On Sunday, the Health Ministry announced that 37 new confirmed coronavirus cases were recorded in the Laayoune-Sakia El Hamra region. Most of the new infections are located in Tarfaya, a coastal town in southwestern Morocco. Almost all of the new cases have been recorded among migrants, mainly those housed in three places made available for them by the authorities during the health crisis, well-informed sources told Yabiladi.
Three days before identifying these cases, local authorities in the coastal town raided migrant communities in the region. These operations were meant to trace the contacts of the possible positive cases, shortly after the discovery of 14 infections among migrants who sailed from the town to the Canary Islands.
«As Morocco has tightened border control as part of its attempts to avoid the spread of the coronavirus, only few migrants were able to leave Nador and Tangier. The southern coasts have become the main route for migrants. Before boarding boats, these migrants are often housed in unsanitary conditions that can help spread the virus», Omar Naji, vice-president of the Moroccan Association for Human Rights (AMDH) in Nador, told Yabiladi.
Accommodation conditions making it difficult to observe social distancing
The activist, who has been in contact with these migrants, confirmed the news about the situation in Tarfaya. «The arrests have been carried since Friday. The local authorities have informed the arrestees that these were not police arrests but interventions for screenings», he added. But these people would have been kept in «illegal confinement spaces», Omar Naji regretted. «They have been transferred to places, including a house in Tarfaya, one in Laayoune and one in Tah», he said.

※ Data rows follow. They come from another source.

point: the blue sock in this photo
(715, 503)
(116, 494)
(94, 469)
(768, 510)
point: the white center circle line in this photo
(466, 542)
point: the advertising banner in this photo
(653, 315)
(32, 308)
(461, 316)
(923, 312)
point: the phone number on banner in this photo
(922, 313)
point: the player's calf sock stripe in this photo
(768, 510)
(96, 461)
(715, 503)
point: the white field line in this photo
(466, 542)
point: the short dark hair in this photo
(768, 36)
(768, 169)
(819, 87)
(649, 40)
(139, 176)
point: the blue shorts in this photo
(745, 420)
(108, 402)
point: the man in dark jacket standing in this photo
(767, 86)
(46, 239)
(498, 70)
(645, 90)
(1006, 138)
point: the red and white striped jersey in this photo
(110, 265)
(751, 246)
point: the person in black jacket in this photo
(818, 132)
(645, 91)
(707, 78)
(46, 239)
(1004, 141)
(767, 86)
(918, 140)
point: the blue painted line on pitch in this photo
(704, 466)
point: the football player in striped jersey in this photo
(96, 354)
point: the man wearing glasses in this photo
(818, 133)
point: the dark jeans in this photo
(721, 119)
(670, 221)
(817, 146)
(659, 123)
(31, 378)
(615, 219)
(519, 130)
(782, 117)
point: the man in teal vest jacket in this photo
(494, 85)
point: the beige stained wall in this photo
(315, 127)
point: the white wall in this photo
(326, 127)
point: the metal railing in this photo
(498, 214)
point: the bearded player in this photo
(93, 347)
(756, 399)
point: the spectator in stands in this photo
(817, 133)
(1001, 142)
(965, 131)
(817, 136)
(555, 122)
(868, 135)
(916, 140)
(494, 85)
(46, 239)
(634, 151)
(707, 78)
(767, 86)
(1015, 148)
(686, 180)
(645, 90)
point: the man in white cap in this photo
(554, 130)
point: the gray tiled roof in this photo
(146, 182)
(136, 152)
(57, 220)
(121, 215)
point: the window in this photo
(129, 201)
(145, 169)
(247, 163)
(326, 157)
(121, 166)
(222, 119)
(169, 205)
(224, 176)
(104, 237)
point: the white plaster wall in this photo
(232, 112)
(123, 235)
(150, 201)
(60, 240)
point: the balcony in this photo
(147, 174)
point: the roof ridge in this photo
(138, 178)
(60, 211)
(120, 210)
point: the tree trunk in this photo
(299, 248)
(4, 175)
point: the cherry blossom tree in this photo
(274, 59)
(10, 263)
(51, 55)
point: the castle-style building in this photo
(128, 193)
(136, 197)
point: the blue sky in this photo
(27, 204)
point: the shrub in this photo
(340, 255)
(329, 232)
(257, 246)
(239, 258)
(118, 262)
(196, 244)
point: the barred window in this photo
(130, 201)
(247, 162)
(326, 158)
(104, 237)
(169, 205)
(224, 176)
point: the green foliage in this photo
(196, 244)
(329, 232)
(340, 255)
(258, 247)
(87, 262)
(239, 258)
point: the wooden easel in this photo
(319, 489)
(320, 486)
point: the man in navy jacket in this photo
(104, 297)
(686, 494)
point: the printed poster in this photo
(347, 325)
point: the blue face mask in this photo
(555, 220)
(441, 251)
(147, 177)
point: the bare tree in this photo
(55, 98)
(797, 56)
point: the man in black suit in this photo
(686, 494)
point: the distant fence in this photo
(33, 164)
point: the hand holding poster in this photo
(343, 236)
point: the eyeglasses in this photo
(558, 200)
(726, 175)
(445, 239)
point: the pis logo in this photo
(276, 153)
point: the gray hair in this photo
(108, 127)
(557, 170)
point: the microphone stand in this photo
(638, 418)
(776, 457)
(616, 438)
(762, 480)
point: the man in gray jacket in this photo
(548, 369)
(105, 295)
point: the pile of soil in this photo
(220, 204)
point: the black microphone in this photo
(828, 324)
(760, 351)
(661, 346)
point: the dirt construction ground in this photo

Another source told Yabiladi that the 37 nationals were preparing to set sail when they were arrested on June 16. They were «placed in confinement in a home for migrants». «Except that the aforementioned home shelters 260 other Sub-Saharans, who are likely to be positive» for coronavirus, the same source stressed. This explains why «all members of the local authorities who carried out the arrests have undergone coronavirus tests and are impatiently awaiting the results».
But well before these raids, «the arrests began already on March 15, either to prevent these migrants from leaving the country or to house them as part of preventive measures set up to avoid the spread of the pandemic», Omar Naji said.
«The sanitary measures must be applied, but it has been more than three months that these nationals are locked up there, in disastrous conditions where social distancing is impossible to practice, not to mention the absence of masks and hydroalcoholic gels. This is not how we can fight the pandemic».
Omar Naji fears that the focus of contagion will widen «mainly due to these retention methods, which in themselves represent a danger to people, especially during a pandemic». In this sense, he recalls that one of these spaces has already seen a number of escaping attempts.